Les montagnes bleues
Les montagnes bleues, Philippe Vidal, Ed. Max Milo, 2014....
Jamaïque, 1700, Christian est esclave dans la plantation de John Fenwick. Esclave particulier, car lorsqu'il était enfant, il a sauvé de la noyade son maître actuel, enfant lui aussi. En reconnaissance, le père de John a pris Christian à ses parents, l'a confié au même précepteur que John, ils ont été instruits, éduqués, élevés ensemble, Christian restant tout de même un esclave. Lorsque le jeune homme surprend une conversation entre John et son contremaître visant à se séparer brutalement des esclaves devenus inutiles suite à un ouragan qui a détruit la plantation, Christian sait qu'il doit s'enfuir, car seul témoin de ce plan terrible il risque la mort. Il part alors dans les montagnes bleues cherchant un des villages que des noirs enfuis des plantations ont créés.
On a tous lu ou vu des livres ou des films sur l'esclavage : La case de l'oncle Tom, Racines, pour les plus anciens, Django Unchained ou 12 years a slave pour les plus récents. Ce roman est nourri de tout cela évidemment, il n'évite pas les bons sentiments, la romance, quelques grosses ficelles, mais une fois commencé on ne s'arrête plus, les 430 pages passent rapidement avec l'envie de connaître le dénouement, le souhait que Christian et les siens s'en sortent comme dans un film hollywoodien, qu'il se marie avec Mo et qu'ils aient beaucoup d'enfants et qu'enfin, les esclaves soient reconnus en tant qu'individus par les blancs qui dirigent la Jamaïque ! Evidemment, tout ne se passera pas comme cela et c'est tant mieux. D'abord parce que l'auteur se base sur des faits historiques et qu'il ne peut les tordre pour qu'ils collent à son histoire et ensuite, parce que même si en lisant on souhaite une fin heureuse, si elle advenait -dans les termes que je donnais plus haut- on crierait au scandale de la mièvrerie et de la bluette !

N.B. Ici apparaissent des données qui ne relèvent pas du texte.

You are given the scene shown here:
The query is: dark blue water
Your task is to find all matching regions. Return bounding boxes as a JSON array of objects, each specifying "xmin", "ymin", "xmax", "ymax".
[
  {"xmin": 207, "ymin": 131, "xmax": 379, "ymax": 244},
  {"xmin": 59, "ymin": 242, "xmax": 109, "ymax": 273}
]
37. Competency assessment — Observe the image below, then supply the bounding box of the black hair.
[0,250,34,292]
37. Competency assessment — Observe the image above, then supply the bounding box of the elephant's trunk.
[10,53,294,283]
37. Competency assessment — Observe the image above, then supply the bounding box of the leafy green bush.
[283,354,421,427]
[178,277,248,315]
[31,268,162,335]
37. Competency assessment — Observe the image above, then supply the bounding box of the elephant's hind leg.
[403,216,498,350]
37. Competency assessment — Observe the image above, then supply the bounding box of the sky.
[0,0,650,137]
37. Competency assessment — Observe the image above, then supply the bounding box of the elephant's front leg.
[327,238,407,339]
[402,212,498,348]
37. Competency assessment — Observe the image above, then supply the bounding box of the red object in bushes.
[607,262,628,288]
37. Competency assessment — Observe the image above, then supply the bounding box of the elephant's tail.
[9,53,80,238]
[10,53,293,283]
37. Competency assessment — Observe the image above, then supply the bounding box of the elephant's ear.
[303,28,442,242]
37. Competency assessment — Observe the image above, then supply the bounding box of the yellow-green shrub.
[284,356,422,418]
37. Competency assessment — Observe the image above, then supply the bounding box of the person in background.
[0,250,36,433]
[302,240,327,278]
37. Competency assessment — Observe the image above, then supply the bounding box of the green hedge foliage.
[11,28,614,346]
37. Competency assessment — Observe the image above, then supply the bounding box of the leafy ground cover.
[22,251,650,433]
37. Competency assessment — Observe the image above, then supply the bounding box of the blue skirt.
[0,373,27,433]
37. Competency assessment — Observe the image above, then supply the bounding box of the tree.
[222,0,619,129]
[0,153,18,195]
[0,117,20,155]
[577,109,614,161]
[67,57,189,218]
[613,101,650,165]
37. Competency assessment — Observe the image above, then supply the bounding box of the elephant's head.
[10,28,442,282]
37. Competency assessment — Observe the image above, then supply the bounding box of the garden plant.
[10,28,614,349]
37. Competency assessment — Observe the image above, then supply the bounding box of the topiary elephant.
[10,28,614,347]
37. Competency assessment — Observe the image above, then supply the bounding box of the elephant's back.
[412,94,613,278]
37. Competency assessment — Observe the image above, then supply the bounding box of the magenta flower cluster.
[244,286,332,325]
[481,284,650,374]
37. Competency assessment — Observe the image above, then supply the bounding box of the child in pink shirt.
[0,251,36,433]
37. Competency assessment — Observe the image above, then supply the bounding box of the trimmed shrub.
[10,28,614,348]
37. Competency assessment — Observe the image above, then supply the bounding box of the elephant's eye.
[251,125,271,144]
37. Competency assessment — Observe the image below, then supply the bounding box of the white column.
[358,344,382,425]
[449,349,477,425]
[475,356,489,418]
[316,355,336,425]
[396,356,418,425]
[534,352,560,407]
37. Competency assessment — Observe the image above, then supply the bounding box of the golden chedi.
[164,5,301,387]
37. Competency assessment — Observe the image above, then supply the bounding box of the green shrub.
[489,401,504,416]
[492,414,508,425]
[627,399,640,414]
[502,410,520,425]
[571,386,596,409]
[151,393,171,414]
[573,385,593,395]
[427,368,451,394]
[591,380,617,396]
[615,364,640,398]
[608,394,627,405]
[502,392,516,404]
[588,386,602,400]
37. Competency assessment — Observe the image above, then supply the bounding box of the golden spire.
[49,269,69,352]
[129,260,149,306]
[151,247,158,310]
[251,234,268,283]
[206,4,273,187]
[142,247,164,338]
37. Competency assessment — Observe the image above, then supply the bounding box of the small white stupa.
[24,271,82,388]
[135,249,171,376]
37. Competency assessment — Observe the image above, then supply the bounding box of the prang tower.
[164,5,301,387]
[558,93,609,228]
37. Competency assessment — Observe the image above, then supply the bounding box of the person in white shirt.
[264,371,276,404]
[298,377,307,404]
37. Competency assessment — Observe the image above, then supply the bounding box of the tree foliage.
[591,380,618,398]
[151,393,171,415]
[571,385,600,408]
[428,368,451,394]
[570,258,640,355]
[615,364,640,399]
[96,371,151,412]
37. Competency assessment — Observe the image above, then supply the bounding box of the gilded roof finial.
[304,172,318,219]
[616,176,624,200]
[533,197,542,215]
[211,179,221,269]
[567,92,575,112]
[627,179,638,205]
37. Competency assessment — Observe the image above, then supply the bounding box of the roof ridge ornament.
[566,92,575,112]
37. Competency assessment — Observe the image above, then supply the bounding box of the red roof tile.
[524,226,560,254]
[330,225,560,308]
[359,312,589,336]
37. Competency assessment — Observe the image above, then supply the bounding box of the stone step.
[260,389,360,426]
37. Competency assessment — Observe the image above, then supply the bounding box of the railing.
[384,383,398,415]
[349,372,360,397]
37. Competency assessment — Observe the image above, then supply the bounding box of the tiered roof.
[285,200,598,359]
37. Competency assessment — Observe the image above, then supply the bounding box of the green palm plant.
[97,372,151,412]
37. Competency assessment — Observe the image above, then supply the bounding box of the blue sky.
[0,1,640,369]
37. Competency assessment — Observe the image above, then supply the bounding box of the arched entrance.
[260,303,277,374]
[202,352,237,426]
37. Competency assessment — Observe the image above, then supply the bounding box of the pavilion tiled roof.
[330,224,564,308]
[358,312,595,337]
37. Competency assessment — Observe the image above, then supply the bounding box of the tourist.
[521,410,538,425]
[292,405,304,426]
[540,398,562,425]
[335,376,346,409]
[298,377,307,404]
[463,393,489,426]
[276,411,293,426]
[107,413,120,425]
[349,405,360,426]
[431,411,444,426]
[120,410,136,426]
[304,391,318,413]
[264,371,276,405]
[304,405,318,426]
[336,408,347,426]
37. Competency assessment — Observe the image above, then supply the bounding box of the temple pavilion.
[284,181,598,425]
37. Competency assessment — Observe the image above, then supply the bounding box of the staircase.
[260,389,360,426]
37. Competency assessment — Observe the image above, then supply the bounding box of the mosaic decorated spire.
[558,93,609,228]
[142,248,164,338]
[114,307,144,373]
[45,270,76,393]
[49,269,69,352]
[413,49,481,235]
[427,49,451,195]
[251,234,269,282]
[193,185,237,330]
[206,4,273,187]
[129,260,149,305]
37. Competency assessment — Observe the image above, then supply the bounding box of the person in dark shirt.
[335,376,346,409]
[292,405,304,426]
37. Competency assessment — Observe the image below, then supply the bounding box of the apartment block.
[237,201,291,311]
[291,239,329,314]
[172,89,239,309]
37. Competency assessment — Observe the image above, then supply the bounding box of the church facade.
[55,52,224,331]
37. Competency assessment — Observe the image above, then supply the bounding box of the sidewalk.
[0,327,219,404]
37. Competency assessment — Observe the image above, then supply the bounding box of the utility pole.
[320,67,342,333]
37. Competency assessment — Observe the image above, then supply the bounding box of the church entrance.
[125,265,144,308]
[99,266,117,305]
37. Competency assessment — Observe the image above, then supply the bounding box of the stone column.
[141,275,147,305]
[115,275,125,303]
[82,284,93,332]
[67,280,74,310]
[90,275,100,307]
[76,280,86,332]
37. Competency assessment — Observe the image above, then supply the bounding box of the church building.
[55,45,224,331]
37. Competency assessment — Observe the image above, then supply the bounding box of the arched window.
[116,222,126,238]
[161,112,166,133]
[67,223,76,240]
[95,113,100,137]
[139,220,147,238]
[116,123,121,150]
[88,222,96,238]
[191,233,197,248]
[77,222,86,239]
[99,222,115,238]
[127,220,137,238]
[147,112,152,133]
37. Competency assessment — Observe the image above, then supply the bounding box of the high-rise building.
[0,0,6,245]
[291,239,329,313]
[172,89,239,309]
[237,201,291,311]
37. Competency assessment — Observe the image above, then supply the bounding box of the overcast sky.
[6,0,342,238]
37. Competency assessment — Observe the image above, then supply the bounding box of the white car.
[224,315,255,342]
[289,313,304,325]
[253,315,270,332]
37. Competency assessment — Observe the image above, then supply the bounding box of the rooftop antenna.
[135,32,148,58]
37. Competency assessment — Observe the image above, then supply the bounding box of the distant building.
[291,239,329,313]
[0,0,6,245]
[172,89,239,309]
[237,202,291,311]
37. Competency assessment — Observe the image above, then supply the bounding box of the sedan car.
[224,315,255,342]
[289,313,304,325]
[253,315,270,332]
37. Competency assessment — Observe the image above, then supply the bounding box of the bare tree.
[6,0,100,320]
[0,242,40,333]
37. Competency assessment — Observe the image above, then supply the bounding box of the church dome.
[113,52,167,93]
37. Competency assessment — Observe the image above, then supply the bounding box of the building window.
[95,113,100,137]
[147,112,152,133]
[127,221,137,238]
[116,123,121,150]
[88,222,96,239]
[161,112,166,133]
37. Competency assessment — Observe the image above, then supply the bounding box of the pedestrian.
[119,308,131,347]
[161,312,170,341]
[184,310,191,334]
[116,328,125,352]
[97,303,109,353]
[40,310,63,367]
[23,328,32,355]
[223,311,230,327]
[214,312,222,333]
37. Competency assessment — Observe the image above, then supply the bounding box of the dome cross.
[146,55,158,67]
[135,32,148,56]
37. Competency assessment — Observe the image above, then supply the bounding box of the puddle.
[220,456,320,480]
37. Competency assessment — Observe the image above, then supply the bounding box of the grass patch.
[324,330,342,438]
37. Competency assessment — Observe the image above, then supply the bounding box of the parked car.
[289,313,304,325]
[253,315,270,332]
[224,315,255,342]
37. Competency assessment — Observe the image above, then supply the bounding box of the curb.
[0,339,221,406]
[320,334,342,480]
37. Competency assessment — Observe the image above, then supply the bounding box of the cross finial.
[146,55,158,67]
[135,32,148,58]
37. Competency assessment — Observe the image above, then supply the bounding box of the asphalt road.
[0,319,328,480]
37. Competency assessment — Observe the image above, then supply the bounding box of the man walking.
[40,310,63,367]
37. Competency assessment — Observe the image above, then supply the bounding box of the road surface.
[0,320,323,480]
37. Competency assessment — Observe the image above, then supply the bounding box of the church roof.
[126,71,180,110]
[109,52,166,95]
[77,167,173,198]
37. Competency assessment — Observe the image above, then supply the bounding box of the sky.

Cette introduction finie, je vais être direct, j'ai beaucoup aimé ce roman, mais vous l'aviez déjà compris. Un roman d'aventures, "une épopée magistrale sur un fond historique méconnu" (4ème de couverture). Tous les ingrédients sont là, bien mélangés, habilement dosés qui donnent un livre bien qu'épais, très digeste, on en redemande même, pas question de régime. L'amour, l'amitié, la trahison, les rivalités, la jalousie, la soif de connaissance, la peur de l'autre, l'abominable supériorité des blancs, l'abominable vie des esclaves, la mort, ... P. Vidal évite un manichéisme un peu facile, il ne fait pas de tous ses personnages blancs des "méchants" et des tous ses personnages noirs des "gentils", tous ont une part sombre et une plus avouable. Bien sûr, on est quand même plus dans l'empathie pour Christian et les siens que pour les planteurs et les contremaîtres qui prennent du plaisir à fouetter les esclaves, le contraire aurait été insupportable.
Son histoire est située en Jamaïque et historiquement avérée, un clin d'œil est finement amené en toute fin de volume à Nanny, l'une des héroïnes de la lutte contre l'esclavagisme dans ce pays (en cliquant ici, vous avez l'histoire de cette femme). Les esclaves qui parvenaient à s'enfuir des plantations de canne à sucre se réfugiaient dans les montagnes bleues et créaient des communautés dont certaines ont ensuite réussi à libérer d'autres esclaves.
Alerte et maîtrisé de bout en bout, ce roman se savoure avec plaisir et me permet de renouer avec les romans d'aventures de mon enfance et de mon adolescence. Vraiment, j'ai pris beaucoup de plaisir à le lire et je vais le conseiller aux enfants et adultes de la maisonnée voire plus largement.